Der 1. Strafsenat des Bundesgerichtshofs hat in der Sitzung vom 9. April 1968, an der teilgenommen haben: Senatspräsident Dr. Hübner als Vorsitzender, Bundesrichter Dr. Seibert, Bundesrichter Fischer, Bundesrichter Loesdau, Bundesrichter Dr. Pfeiffer als beisitzende Richter, ████████████████████ als Vertreter der Bundesanwaltschaft, Rechtsanwalt ███████ ███ (a.D.) als Verteidiger,

Tenor

Auf die Revision des Angeklagten wird das Urteil des Landgerichts Amberg vom 21. November 1967 mit den Feststellungen aufgehoben und die Sache zur neuen Verhandlung und Entscheidung, auch über die Kosten des Rechtsmittels, an eine andere Strafkammer des Landgerichts zurückverwiesen.

Von Rechts wegen.

Gründe

Die Strafkammer hat den Angeklagten wegen versuchter Notzucht zu einem Jahr Gefängnis verurteilt. Mit seiner Revision rügt der Angeklagte die Verletzung sachlichen Rechts; sie hat Erfolg.

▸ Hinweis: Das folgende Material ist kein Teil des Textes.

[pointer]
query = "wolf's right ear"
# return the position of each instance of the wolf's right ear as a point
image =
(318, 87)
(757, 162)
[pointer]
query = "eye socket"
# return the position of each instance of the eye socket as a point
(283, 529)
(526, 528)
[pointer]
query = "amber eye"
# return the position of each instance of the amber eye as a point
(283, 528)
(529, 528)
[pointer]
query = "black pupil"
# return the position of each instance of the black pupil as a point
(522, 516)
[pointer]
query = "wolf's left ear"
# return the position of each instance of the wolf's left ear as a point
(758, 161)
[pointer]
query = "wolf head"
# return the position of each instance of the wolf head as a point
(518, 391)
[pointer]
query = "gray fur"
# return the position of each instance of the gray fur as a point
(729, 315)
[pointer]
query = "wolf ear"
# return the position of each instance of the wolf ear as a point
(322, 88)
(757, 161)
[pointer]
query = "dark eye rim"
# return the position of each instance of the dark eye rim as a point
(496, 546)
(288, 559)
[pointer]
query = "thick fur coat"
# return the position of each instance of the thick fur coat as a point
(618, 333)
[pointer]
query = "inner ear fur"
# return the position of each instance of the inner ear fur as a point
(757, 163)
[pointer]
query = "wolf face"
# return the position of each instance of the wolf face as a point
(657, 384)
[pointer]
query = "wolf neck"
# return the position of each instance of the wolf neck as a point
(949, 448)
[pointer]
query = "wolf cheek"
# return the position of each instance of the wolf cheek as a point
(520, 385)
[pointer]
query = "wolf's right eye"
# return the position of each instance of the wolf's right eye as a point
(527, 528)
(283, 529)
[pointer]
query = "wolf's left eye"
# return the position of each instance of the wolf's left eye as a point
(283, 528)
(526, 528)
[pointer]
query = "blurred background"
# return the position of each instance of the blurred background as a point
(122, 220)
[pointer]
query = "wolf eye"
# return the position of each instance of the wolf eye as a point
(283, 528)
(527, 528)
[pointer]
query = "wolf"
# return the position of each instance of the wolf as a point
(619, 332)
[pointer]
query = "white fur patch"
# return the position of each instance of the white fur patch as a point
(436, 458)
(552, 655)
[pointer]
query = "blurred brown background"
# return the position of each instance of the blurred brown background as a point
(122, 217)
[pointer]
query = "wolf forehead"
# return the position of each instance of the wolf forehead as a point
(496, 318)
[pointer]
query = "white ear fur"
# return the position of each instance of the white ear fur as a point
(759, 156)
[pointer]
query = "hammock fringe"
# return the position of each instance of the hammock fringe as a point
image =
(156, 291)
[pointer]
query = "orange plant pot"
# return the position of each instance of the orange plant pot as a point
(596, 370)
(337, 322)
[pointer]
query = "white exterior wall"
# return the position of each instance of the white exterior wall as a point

Entgegen der Ansicht der Revision wird die Annahme des Landgerichts, der Angeklagte habe den von Margarete ████ geleisteten Widerstand gegen den beabsichtigten Geschlechtsverkehr als solchen erkannt, von den Feststellungen getragen. Die Strafkammer führt nämlich nicht nur aus, dass sich das Opfer hin- und hergewälzt habe und den Angeklagten wegzudrücken versuchte. Sie stellt vielmehr auch fest, dass der Angeklagte der Frau den Mund zugehalt und sie aufgefordert hat, ruhig zu sein. Das berechtigte zu der Schlussfolgerung, der Angeklagte habe erkannt, dass seinem Vorhaben ernsthafter Widerstand entgegengesetzt werde.

Durchgreifende Bedenken bestehen jedoch gegen die Verneinung eines strafbefreienden Rücktritts des Angeklagten vom Notzuchtsversuch. Die Strafkammer meint, er sei durch äußere Umstände, nämlich durch Gegenwehr und List der Frau sowie durch das Hinzukommen des BKVW-Fahrers an der Tat gehindert worden. Nach den Feststellungen hat aber nicht die Gegenwehr der Margarete █████ den Angeklagten von der Vollendung der Notzucht abgehalten, sondern deren Angebot, „woanders hinzugehen“. Hierdurch wurde er veranlasst, den zunächst gewählten Tatort in dem Gehöft neben einem Wassergraben mit der [REDACTED] zu verlassen und wieder auf die Straße zurückzukehren. Der Angeklagte hatte zwar seinen Plan, mit der Frau geschlechtlich zu verkehren, nicht aufgegeben. Der Tatrichter hätte aber prüfen müssen, ob nicht der Angeklagte davon ausgegangen ist, dass das Opfer sich ihm an einen günstiger gelegenen Ort freiwillig hingeben werde und er daher die Bewirkung des Beischlafs endgültig aufgegeben hatte (BGHSt 7, 296, 299 ff.; vgl. auch BGHSt 9, 48, 50 ff.), obwohl sie ihm – nach seiner Vorstellung – noch möglich gewesen wäre.

In diesem Fall kommt ein strafbefreiender Rücktritt in Betracht. Auch das spätere Hinzukommen des Kraftfahrers wäre dann ohne rechtliche Bedeutung; denn dieser hätte nur das Vorhaben des Angeklagten verhindert, mit der nach seiner Vorstellung zum Beischlaf bereiten Margarete ██████ zu verkehren. Das Urteil ist demnach aufzuheben.

Die Entscheidung entspricht dem Antrag des Generalbundesanwalts.